戯言
市橋は見た目だけはすがすがしいくらいになったが空をふと見たら雲がかぶさっているようであったのだ。大家に再び挨拶をして去っていた。にこやかな表情はまるで全ての思いを隠したいのではないかと思うほどだった。警視庁に戻るとノイズにあふれた世界になっていた。渡辺と小寺は出て行っているのだろうかいないかった。コンビなのだ。守りたいのだと思った。水沢が隣の机で優雅に寝ていた。寝言を言っている。厄介な夢でも見ていると思いながらコーヒーを作って飲みだした。すると、コーヒーのにおいに水沢は起きた。大きな伸びとあくびを携えて。
「来てたのか。てっきり古木を見守っているのかと思ったぜ。」
「大丈夫だというのならそれまでです。水沢さんには聴きたいことが数多くあります。」
「なんだ。改まって・・・。俺は答えるぞ。嘘は言わない。
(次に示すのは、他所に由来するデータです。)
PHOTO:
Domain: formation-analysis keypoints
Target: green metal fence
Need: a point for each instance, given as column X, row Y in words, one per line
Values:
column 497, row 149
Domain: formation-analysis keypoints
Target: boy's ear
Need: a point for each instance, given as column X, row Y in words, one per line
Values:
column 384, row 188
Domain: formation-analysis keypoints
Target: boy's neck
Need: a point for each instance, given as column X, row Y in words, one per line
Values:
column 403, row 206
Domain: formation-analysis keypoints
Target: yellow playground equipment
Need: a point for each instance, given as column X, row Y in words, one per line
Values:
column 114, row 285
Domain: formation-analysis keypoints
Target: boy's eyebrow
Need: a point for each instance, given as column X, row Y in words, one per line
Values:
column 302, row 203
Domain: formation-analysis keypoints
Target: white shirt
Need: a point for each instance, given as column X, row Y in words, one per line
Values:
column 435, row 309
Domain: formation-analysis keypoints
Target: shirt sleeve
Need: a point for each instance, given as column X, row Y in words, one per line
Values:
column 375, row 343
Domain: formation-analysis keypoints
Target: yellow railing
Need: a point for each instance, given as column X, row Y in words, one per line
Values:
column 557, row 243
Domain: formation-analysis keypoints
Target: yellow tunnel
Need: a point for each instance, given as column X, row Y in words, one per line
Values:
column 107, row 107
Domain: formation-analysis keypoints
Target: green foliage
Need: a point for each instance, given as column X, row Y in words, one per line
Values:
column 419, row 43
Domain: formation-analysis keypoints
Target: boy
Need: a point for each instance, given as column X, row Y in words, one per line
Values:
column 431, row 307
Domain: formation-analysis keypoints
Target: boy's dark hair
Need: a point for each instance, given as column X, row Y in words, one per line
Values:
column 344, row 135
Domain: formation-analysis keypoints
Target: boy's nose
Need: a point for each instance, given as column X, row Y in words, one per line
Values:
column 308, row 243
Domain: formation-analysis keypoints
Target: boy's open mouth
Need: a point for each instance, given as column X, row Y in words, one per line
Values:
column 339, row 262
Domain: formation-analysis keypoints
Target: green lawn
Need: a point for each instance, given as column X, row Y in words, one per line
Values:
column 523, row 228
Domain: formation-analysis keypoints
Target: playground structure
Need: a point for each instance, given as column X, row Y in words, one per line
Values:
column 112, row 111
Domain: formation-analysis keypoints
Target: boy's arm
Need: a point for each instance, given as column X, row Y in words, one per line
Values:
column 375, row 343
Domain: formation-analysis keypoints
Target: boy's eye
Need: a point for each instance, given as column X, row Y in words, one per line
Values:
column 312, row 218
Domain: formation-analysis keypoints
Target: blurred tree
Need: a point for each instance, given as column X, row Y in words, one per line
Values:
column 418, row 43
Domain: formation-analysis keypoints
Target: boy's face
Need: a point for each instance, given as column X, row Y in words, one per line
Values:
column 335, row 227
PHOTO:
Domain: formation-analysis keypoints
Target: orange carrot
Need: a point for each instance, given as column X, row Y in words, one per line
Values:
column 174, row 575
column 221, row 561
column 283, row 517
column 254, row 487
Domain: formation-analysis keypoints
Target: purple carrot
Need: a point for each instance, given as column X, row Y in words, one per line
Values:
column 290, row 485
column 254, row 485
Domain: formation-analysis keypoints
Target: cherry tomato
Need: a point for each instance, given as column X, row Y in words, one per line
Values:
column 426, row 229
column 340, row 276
事実を語って改めてわかることがあるって教えられたからな。」
コーヒーを作りながら言った。彼は作ったコーヒーを即座に飲み干し再び同じコーヒーを飲んだ。気が済んだのかゆったりと回転いすに座って1回転して市橋のほうに向いた。
「どうして班長と水沢さんは一緒にいたりするんですか?他の班の対応とは明らかに違っていて・・・。」
「それはな、俺も古木と同じ交番にいたんだ。同じときに制服警官になったこともあってな。仲が良かったんだよ。死んだ同期ともな。運命は残酷なもんだ。」
「班長の奥さんとも仲が良かったじゃないですか。班長から紹介を受けたんですか。」
投げる質問は何処か愚問で深く問う必要もないはずなのだが、水沢は何事もないように答えるのだ。
「光ちゃんのことか。それはあいつと付き合いたいといっている子がいるって古木の兄貴から相談を受けてな。あの事が起こった後だったから断るだろうから有無を言えない状態にしておくために会ったんだ。それからの仲。」
「班長と付き合いたいといったと本人は言ったんですか?お兄さんが勝手に言っただけかもしれないじゃないですか?」
水沢に向けられた冷たい視線を避けるために人工の明かりに頼った。求めても無理があるのだ。冷たい視線が終わった後に水沢のほうを見た。
「光ちゃんに確認したんだ。言わされただけじゃないのかって。だけどさ、きっぱり否定されたよ。死んでほしくないことも含んでいるけど優しい人だからってね。それで断然応援するわ。」